「涼宮ハルヒの憤慨」「涼宮ハルヒの分裂」


涼宮ハルヒ」シリーズも,ようやく最新刊まで追いつきました。4巻目の「消失」を読んだときのテンションだったら,最新刊まで一気読みだっただろうと思うのですが,どうにも「消失」以降はぱっとしない印象が。それでも読み続けているのは,とりあえずはすらすらは読めてしまうってことと,何よりも谷川流氏に対する期待からでしょうか。良作である「憂鬱」と,傑作である「消失」が,まさか偶然に書かれたものとは思えませんもの。谷川氏は力のある作家さんだと思うからこそ,ここまで読み続けてきたわけです。
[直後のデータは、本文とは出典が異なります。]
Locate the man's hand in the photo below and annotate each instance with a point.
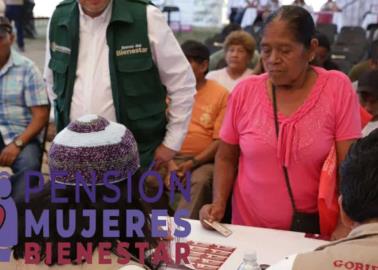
(185, 166)
(162, 155)
(171, 167)
(211, 212)
(9, 155)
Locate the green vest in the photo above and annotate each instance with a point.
(138, 94)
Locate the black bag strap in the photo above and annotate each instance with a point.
(277, 126)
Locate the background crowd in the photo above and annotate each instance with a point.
(253, 120)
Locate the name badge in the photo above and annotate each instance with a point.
(57, 48)
(131, 49)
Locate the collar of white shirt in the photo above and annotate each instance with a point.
(104, 17)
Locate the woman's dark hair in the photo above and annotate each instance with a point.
(42, 201)
(299, 21)
(323, 41)
(195, 50)
(359, 179)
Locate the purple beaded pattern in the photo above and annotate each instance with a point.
(87, 127)
(122, 157)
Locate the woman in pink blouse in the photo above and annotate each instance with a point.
(315, 109)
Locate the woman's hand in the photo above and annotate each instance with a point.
(211, 212)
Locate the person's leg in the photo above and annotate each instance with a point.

で,8作目の「憤慨」。「編集長★一直線!」と「ワンダリングシャドウ」の短編二つが収録されているのですが,正直「編集長★一直線!」を読んで,そろそろこのシリーズを追うのはやめようかなぁ…と思ってしまいました。うーん,何が面白いのかさっぱり解らん…。新キャラの登場にしても,「新キャラ出す前に,今までの伏線なんとかしろよなー」という感じですし,学園ドタバタコメディーは私にはちょっと辛いし,何よりも谷川氏にミステリをやらせるなとw SFやらせてなんぼの人だからなぁ。とにかく,「編集長★一直線!」を読んでからこの本は投げてしまってために,再び「ワンダリングシャドウ」を読み始めるまでにしばらく時間が掛かったくらい,これはないだろうという感じでした。
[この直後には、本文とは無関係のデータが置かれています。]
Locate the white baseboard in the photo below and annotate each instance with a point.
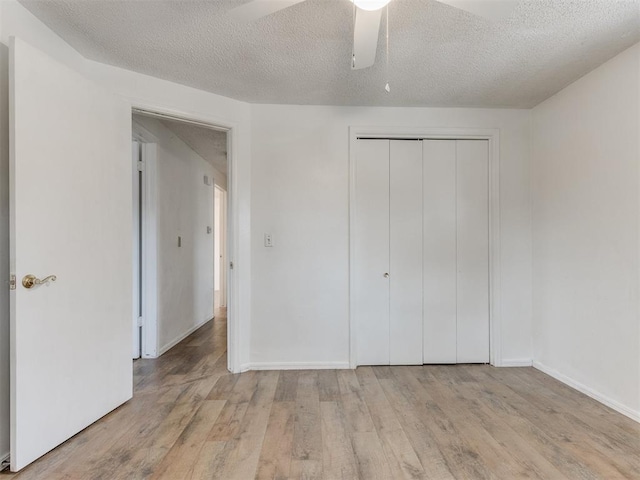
(179, 338)
(517, 362)
(299, 366)
(609, 402)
さて「ワンダリングシャドウ」のほうですが,こちらはいつもの「頑張れ長門さん」的なパターンですし,SFのネタとしても今までのネタと比較してもそれほど新しい感じはなかったのですが,それなりに楽しめました。「幽霊」という陳腐な概念をいつものパターンにはめたところに,お話の面白さがありましたかね。「暴走」の「エンドレスエイト」もそうですが,このシリーズでの短編SFは,びっくりするようなネタではないし,展開的にもそれほど盛り上がるわけではないけれど,「ビミョーに非日常系」というコンセプトには一番合う感じで,なかなか楽しめます。


次に「分裂」…なのですが,これは1冊で完結していないのね。ちゅうわけで,評価は保留。現段階としては,今までこの展開がなかったのが不思議なくらいにまっとうなパターン(ハルヒにライバルにあたる人物が…)ですし,「分裂」がなぜ起きていて,現状がどういう状況なのかについても説明がまったくない状態ですから,続巻への期待は膨らみます。ここでしっかり落としてくれるんなら,まだまだこのシリーズ追いますよ。これであかんからったら…もういいかなぁ,という感じかも。